Şimdi bu metni okuduğum zaman söylediği şeylerin hiçbirisine, yani bir demokrasi, çoğulcu bir demokrasi isteyen birisi olarak, ki ben öyleyim, hiçbirisine bir itirazım yok. Yani zaten dile getirilen hususları dile getirmiş. Bir önceki seçimde, 2023 seçiminde Altılı Masa’nın yaptığı metinlerde de bunları hep görüyorduk zaten. Çok daha geniş metinler çıktı biliyorsunuz. Komisyonlar kuruldu her partiden temsilcilerle ve bunlar anlatıldı değişik değişik toplantılarda. Ama sonuç, hiçbir şey olmadı, kaybettiler seçimi. Ve orada da en temel perspektif güçlendirilmiş parlamenter sistemdi. Burada da ‘‘güçlendirilmiş parlamenter sistem’’ demiyor, eskiyi çağrıştırmasın diye herhalde ama ‘‘parlamenter sisteme dönüş’’ diyor.

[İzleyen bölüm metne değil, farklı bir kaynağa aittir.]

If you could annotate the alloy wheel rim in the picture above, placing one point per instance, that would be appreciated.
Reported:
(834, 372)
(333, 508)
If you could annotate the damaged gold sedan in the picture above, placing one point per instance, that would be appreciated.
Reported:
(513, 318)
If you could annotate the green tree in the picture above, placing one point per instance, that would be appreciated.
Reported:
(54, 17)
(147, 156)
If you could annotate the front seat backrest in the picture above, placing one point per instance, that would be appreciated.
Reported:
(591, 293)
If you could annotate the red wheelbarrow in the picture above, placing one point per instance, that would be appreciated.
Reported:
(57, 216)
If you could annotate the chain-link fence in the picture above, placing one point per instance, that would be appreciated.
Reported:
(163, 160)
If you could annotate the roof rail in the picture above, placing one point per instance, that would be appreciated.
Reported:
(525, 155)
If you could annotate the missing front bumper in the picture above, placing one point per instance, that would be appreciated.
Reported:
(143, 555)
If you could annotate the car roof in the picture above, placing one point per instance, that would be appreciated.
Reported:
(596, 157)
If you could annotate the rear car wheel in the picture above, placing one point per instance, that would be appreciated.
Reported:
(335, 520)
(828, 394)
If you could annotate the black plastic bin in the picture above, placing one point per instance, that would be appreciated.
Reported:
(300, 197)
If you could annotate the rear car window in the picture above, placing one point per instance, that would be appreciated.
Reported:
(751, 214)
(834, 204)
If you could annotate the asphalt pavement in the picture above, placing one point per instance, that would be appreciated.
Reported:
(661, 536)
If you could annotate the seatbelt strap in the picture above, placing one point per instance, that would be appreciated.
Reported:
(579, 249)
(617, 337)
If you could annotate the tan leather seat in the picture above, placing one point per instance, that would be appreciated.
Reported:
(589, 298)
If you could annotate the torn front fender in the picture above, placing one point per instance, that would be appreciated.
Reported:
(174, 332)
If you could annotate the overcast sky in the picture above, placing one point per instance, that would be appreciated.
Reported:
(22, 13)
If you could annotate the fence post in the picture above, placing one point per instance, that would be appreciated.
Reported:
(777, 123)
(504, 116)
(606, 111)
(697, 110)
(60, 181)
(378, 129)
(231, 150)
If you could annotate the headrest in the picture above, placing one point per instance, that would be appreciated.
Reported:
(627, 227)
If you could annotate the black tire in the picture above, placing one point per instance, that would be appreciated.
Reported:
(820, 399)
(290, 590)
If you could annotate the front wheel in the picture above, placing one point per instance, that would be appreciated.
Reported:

Bu anlamda baktığımız zaman bu metinde olan şeylere laf etmek mümkün değil. Ama bu metin tek başına — nasıl söyleyeyim — seçim kazandırabilecek bir metin değil, öyle söyleyeyim. İlk aklıma o geldi. Tabii ki başka metinler de çıkacak. Tabii ki başka sloganlar da çıkacak, başka şeyler de çıkacak. Ama burada şöyle bir şey yok. Yani, nasıl diyeyim? Bir heyecan yok, çarpıcı birtakım hususlar yok. Yani ben bu metni okudum çıkar çıkmaz, yani görür görmez okudum ve eşe dosta “Ekrem İmamoğlu’nun yazısını gördünüz mü, orada şunu diyor?” diyebileceğim böyle çarpıcı, yeni, beni şaşırtan, dikkatimi çeken hiçbir şey görmedim. Dediğim gibi bu yazılanların, dile getirilenlerin sorunlu olduğu anlamına gelmiyor. Şimdi tartışırsınız. Açıkçası başkanlık sistemi, parlamenter sistem meselesinde ben Ekrem İmamoğlu’nun parlamenter sistemi bu kadar da ilk anda telaffuz etmesini beklemezdim. Çünkü parlamenter sisteme dönüş iddiasıyla kaybedilmiş bir seçim var ve başkanlık sisteminin getirdiği çok büyük birtakım tahribatlar var. Bu konuya bir şekilde değinip ama çok da fazla öne çıkartmayabilirdi. Ama bu benim gözlemim. Sonuç olarak o böyle yapıyor, buna söylenecek çok fazla bir şey yok. Ama burada bu metinde her ne kadar birtakım konulara ayrı ayrı girmediyse de bu refah, adalet ve demokrasi, üç kavram, özellikle refah kavramı anlamında çok bir şey göremiyoruz. Adalet var, demokrasi var. Ama mesela bir şekilde baktığım zaman… Şimdi 19 Mart’tan bu yana yaşadığımız olayı düşünün. 19 Mart’ta içeri alındı Ekrem İmamoğlu ve şu ana kadar iddiasını çok ciddi bir şekilde sürdürüyor. Ve burada bence en önemli pay, kesinlikle buna inanıyorum, gençler.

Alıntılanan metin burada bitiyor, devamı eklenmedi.